Analysis of variance was performed using the GLIMMIX procedure to fit the generalized linear mixed model (GLMM) for lattice or randomized complete block design (RCBD) in Statistical Analysis System (SAS) v.9.4 software (SAS Institute, 2013). Data were analyzed separately for each environment (location and year) and combined across locations and years. The genotype was considered a fixed effect, while the environment, genotype x environment, and all other effects were estimated as random effects. A residual analysis was used to test the homogeneity of error variances before pooling data for combined analyses. Studentized residuals were plotted against the predicted values and visually inspected to check if they were randomly and independently distributed. The Shapiro–Wilk test was performed on the residuals in the UNIVARIATE procedure to test their normality. A few data produced outlier residuals, and they were removed from the analysis.

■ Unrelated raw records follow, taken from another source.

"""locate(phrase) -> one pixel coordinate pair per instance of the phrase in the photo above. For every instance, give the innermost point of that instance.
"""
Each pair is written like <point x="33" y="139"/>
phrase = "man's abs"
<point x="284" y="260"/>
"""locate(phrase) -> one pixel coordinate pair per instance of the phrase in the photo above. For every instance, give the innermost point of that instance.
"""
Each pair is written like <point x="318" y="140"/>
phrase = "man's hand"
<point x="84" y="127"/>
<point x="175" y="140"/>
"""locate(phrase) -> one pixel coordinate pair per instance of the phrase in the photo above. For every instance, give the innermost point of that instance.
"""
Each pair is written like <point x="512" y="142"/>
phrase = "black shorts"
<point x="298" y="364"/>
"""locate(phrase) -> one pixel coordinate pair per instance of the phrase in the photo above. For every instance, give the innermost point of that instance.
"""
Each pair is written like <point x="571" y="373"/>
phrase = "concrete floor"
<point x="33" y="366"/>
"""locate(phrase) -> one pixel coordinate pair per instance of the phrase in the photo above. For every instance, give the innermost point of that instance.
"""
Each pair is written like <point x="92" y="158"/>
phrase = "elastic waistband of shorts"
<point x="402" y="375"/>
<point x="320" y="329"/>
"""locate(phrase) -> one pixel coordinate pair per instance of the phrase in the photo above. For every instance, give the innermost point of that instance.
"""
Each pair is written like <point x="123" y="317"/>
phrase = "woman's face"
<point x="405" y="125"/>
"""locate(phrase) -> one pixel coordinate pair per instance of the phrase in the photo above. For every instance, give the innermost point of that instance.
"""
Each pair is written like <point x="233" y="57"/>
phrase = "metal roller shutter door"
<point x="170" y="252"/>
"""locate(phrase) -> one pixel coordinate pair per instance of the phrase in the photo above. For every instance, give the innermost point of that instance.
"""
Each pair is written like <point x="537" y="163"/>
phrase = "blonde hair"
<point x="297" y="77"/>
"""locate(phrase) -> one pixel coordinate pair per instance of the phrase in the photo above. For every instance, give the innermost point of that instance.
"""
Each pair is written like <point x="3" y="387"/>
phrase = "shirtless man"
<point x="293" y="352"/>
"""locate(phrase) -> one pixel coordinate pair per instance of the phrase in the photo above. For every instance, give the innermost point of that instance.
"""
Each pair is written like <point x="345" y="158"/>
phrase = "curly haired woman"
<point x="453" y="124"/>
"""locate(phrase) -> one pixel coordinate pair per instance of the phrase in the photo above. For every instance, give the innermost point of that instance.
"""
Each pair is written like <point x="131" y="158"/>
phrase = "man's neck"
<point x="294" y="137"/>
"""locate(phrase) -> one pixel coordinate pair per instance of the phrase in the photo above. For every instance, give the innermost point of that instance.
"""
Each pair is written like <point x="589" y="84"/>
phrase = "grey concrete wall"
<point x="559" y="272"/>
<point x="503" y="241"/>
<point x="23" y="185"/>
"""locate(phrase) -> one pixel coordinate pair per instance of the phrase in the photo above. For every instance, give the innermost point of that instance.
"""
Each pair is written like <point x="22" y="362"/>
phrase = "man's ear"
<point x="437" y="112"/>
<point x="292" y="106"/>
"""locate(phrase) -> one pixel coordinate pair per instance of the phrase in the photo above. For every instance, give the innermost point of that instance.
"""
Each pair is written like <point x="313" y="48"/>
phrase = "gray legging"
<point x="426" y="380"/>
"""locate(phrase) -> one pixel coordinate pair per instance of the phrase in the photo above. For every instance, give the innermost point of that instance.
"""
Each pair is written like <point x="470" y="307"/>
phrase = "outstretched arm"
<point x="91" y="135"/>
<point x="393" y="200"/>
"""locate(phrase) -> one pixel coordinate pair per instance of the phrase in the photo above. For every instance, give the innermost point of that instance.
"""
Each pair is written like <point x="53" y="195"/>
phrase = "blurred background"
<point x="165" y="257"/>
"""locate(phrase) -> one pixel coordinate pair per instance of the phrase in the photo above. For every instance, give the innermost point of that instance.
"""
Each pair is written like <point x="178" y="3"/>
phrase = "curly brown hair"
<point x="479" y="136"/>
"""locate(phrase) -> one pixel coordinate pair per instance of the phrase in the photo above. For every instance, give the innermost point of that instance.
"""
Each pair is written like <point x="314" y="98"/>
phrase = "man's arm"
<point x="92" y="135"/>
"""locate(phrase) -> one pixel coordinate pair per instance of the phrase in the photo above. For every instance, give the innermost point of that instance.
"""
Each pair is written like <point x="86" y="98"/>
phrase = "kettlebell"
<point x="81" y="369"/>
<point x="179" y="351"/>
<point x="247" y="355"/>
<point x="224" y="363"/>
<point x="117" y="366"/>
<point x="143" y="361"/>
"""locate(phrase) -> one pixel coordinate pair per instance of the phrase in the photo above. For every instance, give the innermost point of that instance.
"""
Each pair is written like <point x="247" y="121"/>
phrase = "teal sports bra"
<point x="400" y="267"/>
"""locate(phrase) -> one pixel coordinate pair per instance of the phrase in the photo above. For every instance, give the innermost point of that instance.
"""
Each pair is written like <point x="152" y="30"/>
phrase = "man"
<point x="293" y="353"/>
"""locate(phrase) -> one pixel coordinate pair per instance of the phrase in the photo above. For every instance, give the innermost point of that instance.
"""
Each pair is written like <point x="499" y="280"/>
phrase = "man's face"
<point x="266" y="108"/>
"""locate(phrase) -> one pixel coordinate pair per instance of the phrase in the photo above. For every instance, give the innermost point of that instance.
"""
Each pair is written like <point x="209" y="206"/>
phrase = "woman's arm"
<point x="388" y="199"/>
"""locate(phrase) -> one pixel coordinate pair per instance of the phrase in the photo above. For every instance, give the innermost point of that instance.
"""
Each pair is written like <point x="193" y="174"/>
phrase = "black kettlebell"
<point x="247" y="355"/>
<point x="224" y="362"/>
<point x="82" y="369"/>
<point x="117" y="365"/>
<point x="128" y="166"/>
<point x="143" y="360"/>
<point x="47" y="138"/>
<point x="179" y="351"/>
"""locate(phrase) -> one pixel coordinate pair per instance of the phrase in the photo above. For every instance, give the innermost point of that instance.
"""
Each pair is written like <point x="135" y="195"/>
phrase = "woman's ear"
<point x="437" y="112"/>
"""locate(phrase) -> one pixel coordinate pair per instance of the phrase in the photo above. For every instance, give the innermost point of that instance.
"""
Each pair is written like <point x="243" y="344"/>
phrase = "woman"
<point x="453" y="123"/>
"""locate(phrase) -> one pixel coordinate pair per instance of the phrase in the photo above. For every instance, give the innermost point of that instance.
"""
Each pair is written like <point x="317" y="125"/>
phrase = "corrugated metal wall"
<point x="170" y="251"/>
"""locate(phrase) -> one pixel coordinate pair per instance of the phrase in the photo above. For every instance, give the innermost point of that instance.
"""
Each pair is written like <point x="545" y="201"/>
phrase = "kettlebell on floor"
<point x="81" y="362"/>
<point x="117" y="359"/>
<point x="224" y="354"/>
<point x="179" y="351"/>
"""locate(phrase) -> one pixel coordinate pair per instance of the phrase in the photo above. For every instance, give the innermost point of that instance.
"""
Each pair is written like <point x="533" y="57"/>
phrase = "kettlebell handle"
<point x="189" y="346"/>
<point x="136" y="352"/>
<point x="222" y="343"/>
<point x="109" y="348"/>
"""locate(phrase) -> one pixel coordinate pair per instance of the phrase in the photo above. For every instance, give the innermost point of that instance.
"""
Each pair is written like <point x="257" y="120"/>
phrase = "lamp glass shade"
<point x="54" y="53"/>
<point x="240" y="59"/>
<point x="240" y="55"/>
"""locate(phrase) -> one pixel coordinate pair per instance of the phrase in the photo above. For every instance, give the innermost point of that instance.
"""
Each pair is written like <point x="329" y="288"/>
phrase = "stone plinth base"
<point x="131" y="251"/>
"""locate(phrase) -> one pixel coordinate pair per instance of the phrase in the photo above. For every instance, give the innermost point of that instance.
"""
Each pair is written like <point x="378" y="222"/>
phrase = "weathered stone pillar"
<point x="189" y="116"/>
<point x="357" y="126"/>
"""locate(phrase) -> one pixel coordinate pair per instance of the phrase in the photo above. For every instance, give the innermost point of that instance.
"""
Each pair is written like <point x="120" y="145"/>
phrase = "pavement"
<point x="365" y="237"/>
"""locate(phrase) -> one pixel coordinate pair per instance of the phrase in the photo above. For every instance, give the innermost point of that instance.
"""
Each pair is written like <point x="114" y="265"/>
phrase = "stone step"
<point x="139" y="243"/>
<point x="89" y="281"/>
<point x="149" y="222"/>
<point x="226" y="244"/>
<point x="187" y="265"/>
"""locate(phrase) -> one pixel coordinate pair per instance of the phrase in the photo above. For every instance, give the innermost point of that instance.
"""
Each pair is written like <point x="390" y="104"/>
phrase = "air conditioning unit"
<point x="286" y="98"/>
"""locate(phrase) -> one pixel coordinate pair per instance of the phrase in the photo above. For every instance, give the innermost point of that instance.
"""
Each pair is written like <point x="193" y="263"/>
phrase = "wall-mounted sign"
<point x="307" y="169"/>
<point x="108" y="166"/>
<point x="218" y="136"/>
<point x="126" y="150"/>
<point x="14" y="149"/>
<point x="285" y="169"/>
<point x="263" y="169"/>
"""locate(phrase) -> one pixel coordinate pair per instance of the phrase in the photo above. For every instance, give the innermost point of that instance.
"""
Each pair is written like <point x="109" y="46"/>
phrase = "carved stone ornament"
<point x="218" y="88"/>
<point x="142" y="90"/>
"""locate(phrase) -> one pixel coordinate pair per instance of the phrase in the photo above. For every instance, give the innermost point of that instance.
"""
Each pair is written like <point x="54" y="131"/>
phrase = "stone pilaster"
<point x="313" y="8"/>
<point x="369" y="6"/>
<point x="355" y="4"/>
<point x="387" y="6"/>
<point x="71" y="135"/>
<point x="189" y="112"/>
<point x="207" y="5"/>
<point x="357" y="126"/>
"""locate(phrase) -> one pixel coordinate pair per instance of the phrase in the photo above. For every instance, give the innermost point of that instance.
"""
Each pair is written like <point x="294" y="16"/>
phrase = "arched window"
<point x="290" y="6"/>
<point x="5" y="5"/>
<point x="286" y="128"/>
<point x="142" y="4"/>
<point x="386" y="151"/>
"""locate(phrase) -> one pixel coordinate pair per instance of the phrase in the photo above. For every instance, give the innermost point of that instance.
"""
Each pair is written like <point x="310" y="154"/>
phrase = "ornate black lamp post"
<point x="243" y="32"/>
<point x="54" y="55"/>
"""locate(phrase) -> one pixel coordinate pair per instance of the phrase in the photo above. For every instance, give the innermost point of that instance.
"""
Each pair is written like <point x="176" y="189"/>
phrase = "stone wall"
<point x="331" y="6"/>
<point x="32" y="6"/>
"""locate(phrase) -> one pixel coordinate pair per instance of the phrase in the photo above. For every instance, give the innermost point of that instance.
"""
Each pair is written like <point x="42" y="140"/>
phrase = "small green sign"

The least square means (LS means) for each trait was used to calculate the pair-wise Spearman’s rank correlation for all traits using the CORR Spearman procedure in SAS. Significant relationships between a number of traits were identified, which suggested that multivariate principal component analysis (PCA) would be a suitable method for data reduction. The PRINCOMP procedure was used in SAS to determine the principal component (PC) values and estimate the proportion of variance explained by each PC. A scree plot of the eigenvalues of PCs was used to determine the number of PCs to keep in a PCA. Genotype x trait (GT) biplots were plotted in Microsoft Excel.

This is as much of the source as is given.